Missão espacial
Equipe da UFSC desenvolve satélite que será lançado em 2016
Daniela Caniçali
Um cubo com 10 cm de aresta, pesando aproximadamente um quilo, constituído de computador de bordo, painéis solares, bateria e carga útil (dispositivos que exercem funções preestabelecidas, como fotografar, medir a temperatura etc.). Essas são as características do nanossatélite do tipo cubesat que está sendo desenvolvido desde 2012 no projeto Floripa Sat, uma iniciativa de pesquisadores e alunos de diferentes cursos da Universidade Federal de Santa Catarina (UFSC). A previsão de lançamento é dezembro de 2016.
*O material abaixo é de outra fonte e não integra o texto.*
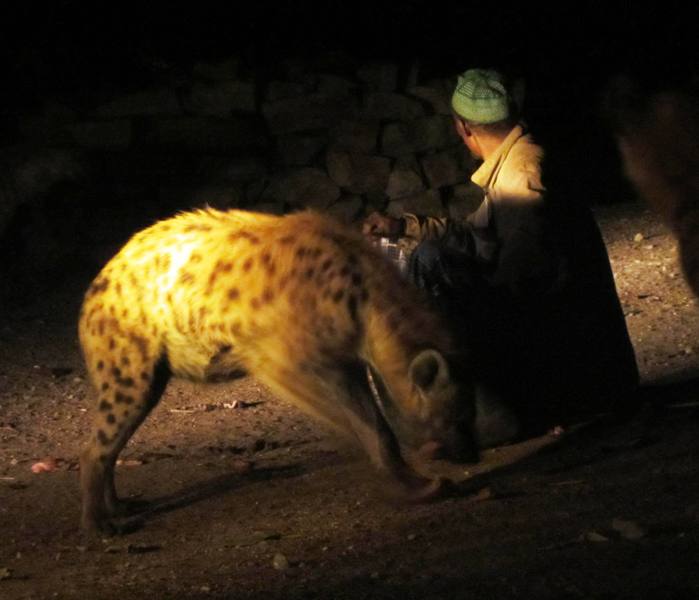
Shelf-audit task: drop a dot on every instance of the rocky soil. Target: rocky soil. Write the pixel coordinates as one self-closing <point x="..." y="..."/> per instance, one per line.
<point x="253" y="500"/>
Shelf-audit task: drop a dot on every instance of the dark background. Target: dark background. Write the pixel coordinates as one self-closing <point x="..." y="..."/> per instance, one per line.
<point x="64" y="46"/>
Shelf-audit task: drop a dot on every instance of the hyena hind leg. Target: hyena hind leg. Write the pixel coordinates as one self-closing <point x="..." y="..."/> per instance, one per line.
<point x="116" y="421"/>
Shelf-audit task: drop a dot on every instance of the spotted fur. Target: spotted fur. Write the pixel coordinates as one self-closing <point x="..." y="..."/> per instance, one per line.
<point x="299" y="302"/>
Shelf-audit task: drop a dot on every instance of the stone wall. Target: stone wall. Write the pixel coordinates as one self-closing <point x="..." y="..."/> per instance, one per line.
<point x="345" y="139"/>
<point x="79" y="174"/>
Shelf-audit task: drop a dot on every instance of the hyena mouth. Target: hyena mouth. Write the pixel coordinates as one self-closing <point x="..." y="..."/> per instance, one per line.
<point x="374" y="381"/>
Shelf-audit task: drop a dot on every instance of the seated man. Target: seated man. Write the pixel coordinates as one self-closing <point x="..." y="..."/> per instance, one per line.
<point x="525" y="279"/>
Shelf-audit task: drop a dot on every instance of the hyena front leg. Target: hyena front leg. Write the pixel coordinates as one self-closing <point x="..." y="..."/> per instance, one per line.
<point x="127" y="394"/>
<point x="338" y="392"/>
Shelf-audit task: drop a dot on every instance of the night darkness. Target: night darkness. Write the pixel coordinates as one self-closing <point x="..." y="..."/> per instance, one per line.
<point x="65" y="46"/>
<point x="238" y="495"/>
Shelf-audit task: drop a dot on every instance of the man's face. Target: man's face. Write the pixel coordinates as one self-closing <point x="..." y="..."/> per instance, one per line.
<point x="468" y="138"/>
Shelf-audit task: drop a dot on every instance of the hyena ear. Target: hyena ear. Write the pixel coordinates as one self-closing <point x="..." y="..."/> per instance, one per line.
<point x="429" y="371"/>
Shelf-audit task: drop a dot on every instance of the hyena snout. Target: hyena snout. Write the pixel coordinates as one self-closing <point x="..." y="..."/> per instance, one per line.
<point x="457" y="444"/>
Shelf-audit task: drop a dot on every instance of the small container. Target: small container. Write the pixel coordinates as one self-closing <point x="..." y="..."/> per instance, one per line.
<point x="394" y="251"/>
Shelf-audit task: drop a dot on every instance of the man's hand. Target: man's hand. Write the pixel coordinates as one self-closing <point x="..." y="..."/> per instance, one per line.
<point x="377" y="224"/>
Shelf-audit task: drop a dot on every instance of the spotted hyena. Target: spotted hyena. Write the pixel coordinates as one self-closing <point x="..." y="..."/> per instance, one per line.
<point x="299" y="302"/>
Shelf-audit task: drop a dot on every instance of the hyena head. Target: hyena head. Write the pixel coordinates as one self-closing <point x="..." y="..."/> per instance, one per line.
<point x="446" y="409"/>
<point x="436" y="414"/>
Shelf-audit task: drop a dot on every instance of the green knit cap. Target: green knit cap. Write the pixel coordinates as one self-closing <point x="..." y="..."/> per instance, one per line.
<point x="481" y="97"/>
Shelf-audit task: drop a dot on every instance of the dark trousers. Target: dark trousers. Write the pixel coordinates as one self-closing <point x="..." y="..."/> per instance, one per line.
<point x="554" y="357"/>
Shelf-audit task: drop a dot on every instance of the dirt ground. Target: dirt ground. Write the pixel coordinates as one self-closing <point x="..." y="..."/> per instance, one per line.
<point x="253" y="500"/>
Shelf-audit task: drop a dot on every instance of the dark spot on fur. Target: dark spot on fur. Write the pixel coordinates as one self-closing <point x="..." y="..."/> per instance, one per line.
<point x="197" y="227"/>
<point x="245" y="235"/>
<point x="186" y="278"/>
<point x="352" y="307"/>
<point x="120" y="398"/>
<point x="99" y="285"/>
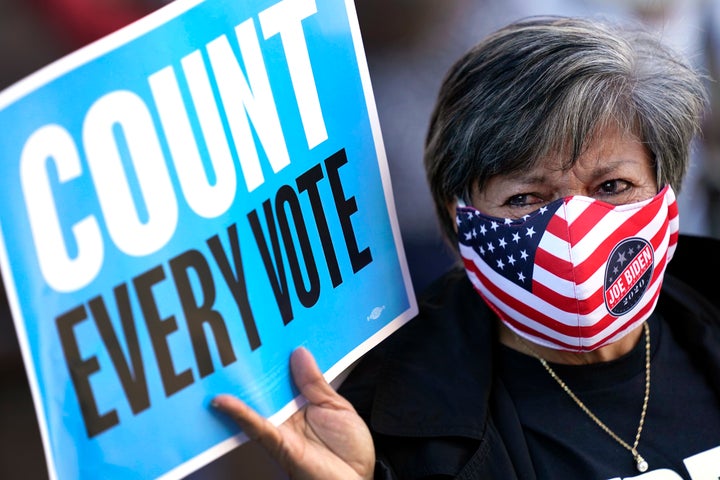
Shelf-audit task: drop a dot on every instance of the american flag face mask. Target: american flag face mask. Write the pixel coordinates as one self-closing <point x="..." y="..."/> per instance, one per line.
<point x="578" y="273"/>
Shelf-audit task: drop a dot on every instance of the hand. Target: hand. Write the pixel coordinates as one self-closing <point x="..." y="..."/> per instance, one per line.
<point x="325" y="439"/>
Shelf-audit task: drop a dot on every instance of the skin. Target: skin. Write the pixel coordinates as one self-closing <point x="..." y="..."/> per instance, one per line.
<point x="617" y="169"/>
<point x="326" y="439"/>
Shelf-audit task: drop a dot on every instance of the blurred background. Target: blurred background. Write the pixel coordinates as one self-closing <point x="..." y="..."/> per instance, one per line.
<point x="409" y="45"/>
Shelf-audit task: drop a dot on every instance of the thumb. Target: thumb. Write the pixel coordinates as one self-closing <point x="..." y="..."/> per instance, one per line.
<point x="308" y="377"/>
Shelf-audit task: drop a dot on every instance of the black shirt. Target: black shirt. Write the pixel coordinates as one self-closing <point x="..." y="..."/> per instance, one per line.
<point x="683" y="419"/>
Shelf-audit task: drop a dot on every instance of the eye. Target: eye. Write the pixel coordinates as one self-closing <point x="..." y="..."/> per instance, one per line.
<point x="524" y="200"/>
<point x="614" y="188"/>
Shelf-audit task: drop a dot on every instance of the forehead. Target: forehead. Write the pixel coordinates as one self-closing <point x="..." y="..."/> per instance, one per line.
<point x="609" y="152"/>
O Floripa Sat surgiu de forma independente, inspirado em outros projetos experimentais do Centro Tecnológico (CTC) — como o BAJA SAE, do curso de Engenharia Mecânica, que se destina a produzir protótipos de veículos automotivos off-road. “Existe aqui na UFSC o BAJA; o barco elétrico; o carro elétrico. São vários projetos. Pensamos então em propor o desenvolvimento de um satélite para que os alunos se interessassem e se motivassem também pela área aeroespacial”, explica o professor Eduardo Bezerra, do Departamento de Engenharia Elétrica e um dos coordenadores do projeto. Outro coordenador, professor Kleber Vieira de Paiva, do curso de Engenharia Aeroespacial (Campus Joinville), reforça que o principal objetivo do projeto é educativo: “O aluno tem a oportunidade de participar de uma missão espacial completa”. Ao mesmo tempo em que passou a contribuir para a formação dos estudantes, o Floripa Sat também deu visibilidade à área aeroespacial, ainda recente nas universidades brasileiras. O curso da UFSC foi criado em 2009 e é uma das únicas seis graduações em Engenharia Aeroespacial em todo o país.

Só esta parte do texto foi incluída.